North Lanarkshire Council warns of £35m in cuts and savings
A third major Scottish council has warned it would need to find big savings following the Scottish budget.
Labour-run North Lanarkshire said it faced cuts of nearly £35m.
Last week, Glasgow and Fife councils announced they would have to find at least £90m of savings between them.
The warnings come as BBC Scotland analysis revealed North Lanarkshire should get £625m from the Scottish government next year - virtually the same as the current figure.
Nationally, the basic amount of money being given by the government to Scotland's 32 councils - the revenue budget - will fall from £9.693bn this year to £9.496bn next year.
However, this is not the final total because once certain grant funding is included, the government proposes to give councils more than £10bn.
If North Lanarkshire Council judged it would need more revenue to balance the books it could for the first time in nearly a decade increase council tax by 3%.
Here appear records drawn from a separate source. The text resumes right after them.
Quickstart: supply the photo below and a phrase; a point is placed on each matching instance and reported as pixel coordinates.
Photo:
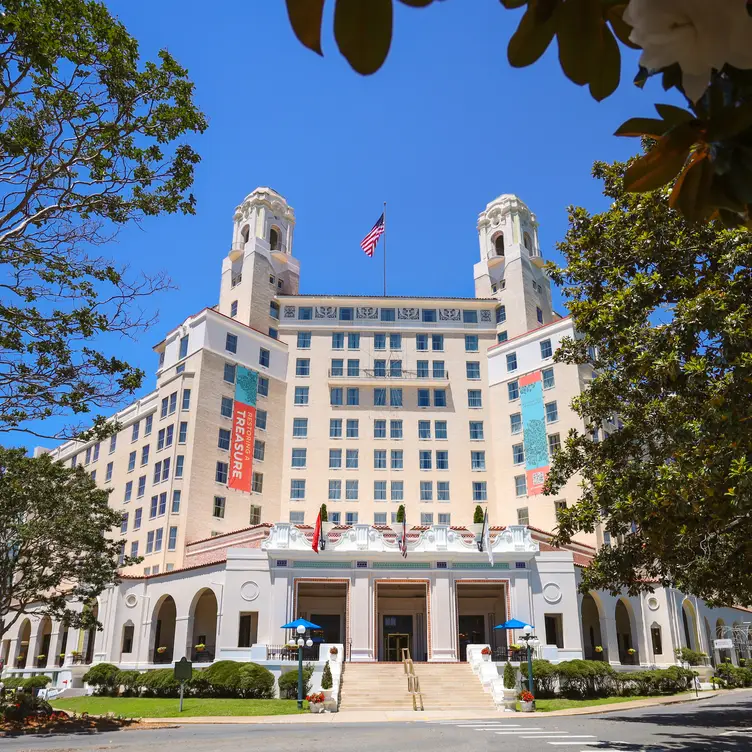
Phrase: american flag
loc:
(368, 244)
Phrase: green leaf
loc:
(363, 32)
(531, 39)
(608, 71)
(305, 18)
(578, 32)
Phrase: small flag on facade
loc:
(368, 244)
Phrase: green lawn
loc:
(157, 707)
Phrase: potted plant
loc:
(510, 687)
(527, 702)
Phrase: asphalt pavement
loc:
(721, 724)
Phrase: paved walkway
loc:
(382, 716)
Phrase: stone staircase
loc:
(383, 686)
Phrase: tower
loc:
(260, 264)
(511, 267)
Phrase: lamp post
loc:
(531, 642)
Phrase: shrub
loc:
(288, 683)
(326, 678)
(102, 677)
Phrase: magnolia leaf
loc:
(363, 32)
(305, 19)
(531, 39)
(606, 76)
(578, 32)
(662, 163)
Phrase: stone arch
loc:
(164, 619)
(203, 616)
(593, 627)
(625, 632)
(23, 646)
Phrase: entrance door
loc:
(472, 632)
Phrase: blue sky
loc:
(442, 129)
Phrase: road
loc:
(714, 725)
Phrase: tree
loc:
(663, 310)
(57, 547)
(702, 50)
(89, 141)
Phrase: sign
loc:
(243, 430)
(534, 427)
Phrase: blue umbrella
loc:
(300, 623)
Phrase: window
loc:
(259, 450)
(518, 454)
(478, 460)
(552, 412)
(304, 340)
(474, 398)
(480, 492)
(513, 389)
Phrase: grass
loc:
(158, 707)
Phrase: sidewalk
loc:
(410, 716)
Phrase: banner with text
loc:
(243, 430)
(534, 426)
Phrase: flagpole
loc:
(384, 248)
The local authority has yet say if it will put bills up.
Council leader Jim Logue said the Scottish government's funding offer would mean a £34.5m cut to local services in North Lanarkshire in 2017/18.
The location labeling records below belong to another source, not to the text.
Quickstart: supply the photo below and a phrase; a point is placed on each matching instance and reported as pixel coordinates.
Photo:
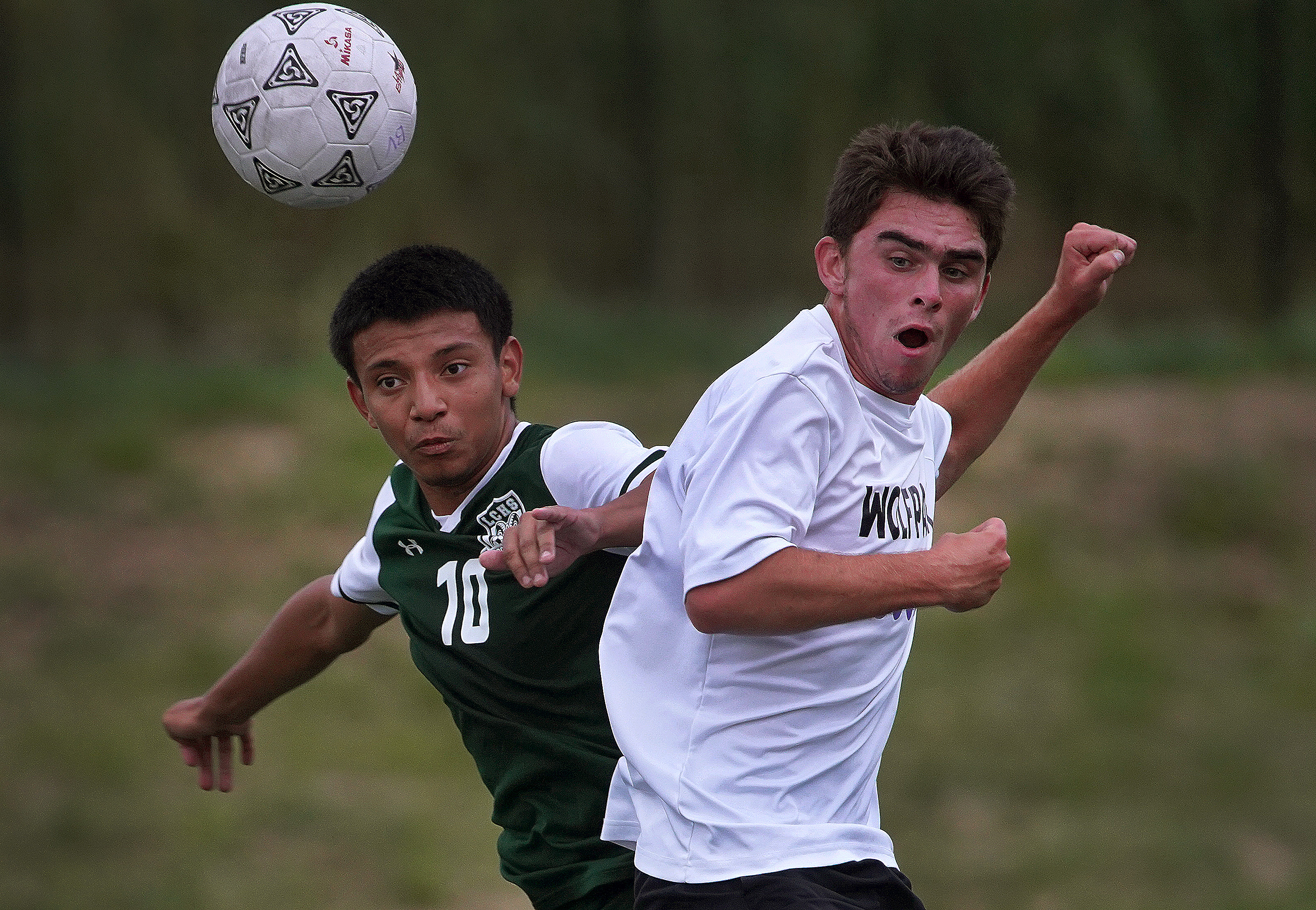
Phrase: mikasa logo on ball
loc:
(302, 106)
(503, 512)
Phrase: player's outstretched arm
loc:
(305, 637)
(547, 541)
(983, 395)
(798, 589)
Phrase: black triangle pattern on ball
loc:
(294, 19)
(291, 72)
(353, 108)
(273, 182)
(240, 115)
(354, 14)
(344, 174)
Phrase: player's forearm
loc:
(982, 395)
(305, 637)
(622, 522)
(798, 589)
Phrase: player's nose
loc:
(927, 291)
(428, 402)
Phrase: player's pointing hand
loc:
(544, 543)
(1089, 258)
(201, 738)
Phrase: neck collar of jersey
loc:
(888, 409)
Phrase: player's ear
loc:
(831, 263)
(358, 399)
(982, 296)
(510, 362)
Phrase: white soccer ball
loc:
(314, 106)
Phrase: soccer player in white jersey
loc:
(424, 336)
(753, 653)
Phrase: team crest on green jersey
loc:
(503, 512)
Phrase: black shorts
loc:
(861, 885)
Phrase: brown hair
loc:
(945, 164)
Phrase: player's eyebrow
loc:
(393, 363)
(904, 240)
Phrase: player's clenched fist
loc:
(973, 565)
(1089, 258)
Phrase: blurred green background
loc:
(1131, 724)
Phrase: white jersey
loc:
(585, 464)
(751, 754)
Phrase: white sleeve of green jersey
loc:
(587, 464)
(358, 576)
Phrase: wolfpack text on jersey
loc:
(751, 754)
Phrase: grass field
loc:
(1131, 724)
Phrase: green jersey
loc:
(519, 668)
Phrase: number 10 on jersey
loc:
(469, 578)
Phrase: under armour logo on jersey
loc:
(503, 512)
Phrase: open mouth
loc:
(912, 338)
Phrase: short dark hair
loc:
(410, 284)
(945, 164)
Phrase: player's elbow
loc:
(714, 609)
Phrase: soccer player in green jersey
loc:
(424, 336)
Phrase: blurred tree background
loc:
(1131, 724)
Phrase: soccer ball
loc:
(314, 106)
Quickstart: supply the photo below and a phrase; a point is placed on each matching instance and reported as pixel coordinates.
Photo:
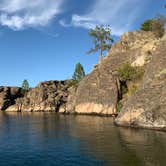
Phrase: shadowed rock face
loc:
(47, 96)
(147, 107)
(8, 96)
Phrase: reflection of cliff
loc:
(81, 136)
(103, 140)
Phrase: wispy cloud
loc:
(120, 14)
(19, 14)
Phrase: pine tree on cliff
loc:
(79, 73)
(25, 86)
(102, 39)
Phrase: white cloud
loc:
(120, 14)
(19, 14)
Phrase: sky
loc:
(44, 39)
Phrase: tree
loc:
(147, 25)
(25, 85)
(102, 39)
(155, 25)
(79, 73)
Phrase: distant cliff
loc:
(141, 104)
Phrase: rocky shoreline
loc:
(101, 92)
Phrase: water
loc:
(47, 139)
He explained: "We have now had time to analyse the Scottish government's budget announcement and, put simply, although there is a £400m increase to the amount of money the Scottish government is getting, they have decided once again that local services should bear the brunt of the cuts.
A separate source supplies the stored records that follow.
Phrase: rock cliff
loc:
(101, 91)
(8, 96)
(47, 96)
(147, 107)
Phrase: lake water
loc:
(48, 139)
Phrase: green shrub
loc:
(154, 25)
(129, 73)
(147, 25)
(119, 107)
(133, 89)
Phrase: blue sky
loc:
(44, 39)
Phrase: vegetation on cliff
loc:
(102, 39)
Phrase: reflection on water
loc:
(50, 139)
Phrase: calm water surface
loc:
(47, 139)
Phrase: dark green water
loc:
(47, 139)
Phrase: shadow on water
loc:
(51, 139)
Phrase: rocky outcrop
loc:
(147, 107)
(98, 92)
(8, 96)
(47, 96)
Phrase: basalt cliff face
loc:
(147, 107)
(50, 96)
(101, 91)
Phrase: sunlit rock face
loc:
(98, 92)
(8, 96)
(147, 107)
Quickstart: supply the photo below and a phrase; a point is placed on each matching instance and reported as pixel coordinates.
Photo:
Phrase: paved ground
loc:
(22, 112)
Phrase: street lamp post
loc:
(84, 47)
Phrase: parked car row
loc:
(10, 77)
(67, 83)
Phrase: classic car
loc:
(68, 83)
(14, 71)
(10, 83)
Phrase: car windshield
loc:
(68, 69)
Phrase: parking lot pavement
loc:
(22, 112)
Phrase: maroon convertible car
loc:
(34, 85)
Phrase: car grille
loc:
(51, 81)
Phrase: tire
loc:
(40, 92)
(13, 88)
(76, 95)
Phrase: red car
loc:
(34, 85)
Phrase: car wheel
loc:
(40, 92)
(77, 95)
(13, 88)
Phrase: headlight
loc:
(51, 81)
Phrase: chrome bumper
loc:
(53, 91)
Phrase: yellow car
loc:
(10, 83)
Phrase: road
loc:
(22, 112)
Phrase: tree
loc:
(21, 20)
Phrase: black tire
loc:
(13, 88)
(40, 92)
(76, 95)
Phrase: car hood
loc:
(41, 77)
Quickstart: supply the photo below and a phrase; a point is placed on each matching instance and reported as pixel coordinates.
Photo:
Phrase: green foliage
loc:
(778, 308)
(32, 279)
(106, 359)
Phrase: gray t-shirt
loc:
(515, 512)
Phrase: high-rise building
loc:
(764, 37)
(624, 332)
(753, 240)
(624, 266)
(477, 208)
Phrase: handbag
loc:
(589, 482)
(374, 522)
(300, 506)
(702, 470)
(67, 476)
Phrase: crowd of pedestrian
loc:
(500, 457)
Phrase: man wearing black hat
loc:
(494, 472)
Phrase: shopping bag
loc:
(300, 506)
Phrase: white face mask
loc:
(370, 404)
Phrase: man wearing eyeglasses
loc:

"In North Lanarkshire, that is likely to mean £34.5m of cuts once cost pressures and inflation are taken into account.
"That's a huge potential impact on vital local services. In addition, there is no increase in capital spending, which means that investment in new schools, houses and roads will stagnate.
"What the draft budget shows is that local councils like North Lanarkshire are being hit unfairly. But we are ambitious for our communities and the local economy and we will do everything we can before the budget is finalised to demand a guaranteed fair deal for North Lanarkshire."
'Constant attack on local services'
The council will now work on producing its own budget for next year, with decisions due in February.
Councillor Logue said: "We have always tried to minimise the impact on vital frontline services and we will continue to do that.
"We have also had a commitment to minimising the possibility of compulsory redundancies and we will look to continue with that policy. But this constant attack on local services in year after year of budget cuts has to stop."
Councils are heavily dependent on the Scottish government for their money.
The figure of £625m seen by BBC Scotland includes North Lanarkshire's share of a new £120m pot which would have to be given straight to headteachers.
Critics contend that because this is a new scheme, the total figures for this year and next year do not compare like with like.
Savings could also need to be found to counteract the effect of inflation or to cope with rising demand or costs in particular services.
Scotland's Finance Secretary Derek Mackay insisted that his draft budget, presented to Holyrood last week, was a good one for local government.
He said: "You have to look at the whole package to local government. If this settlement was so bad tell me why Cosla hasn't rejected the package that I've presented to local government?
"They're considering the package and they certainly haven't rejected it because they recognise that there's been movement in areas of policy."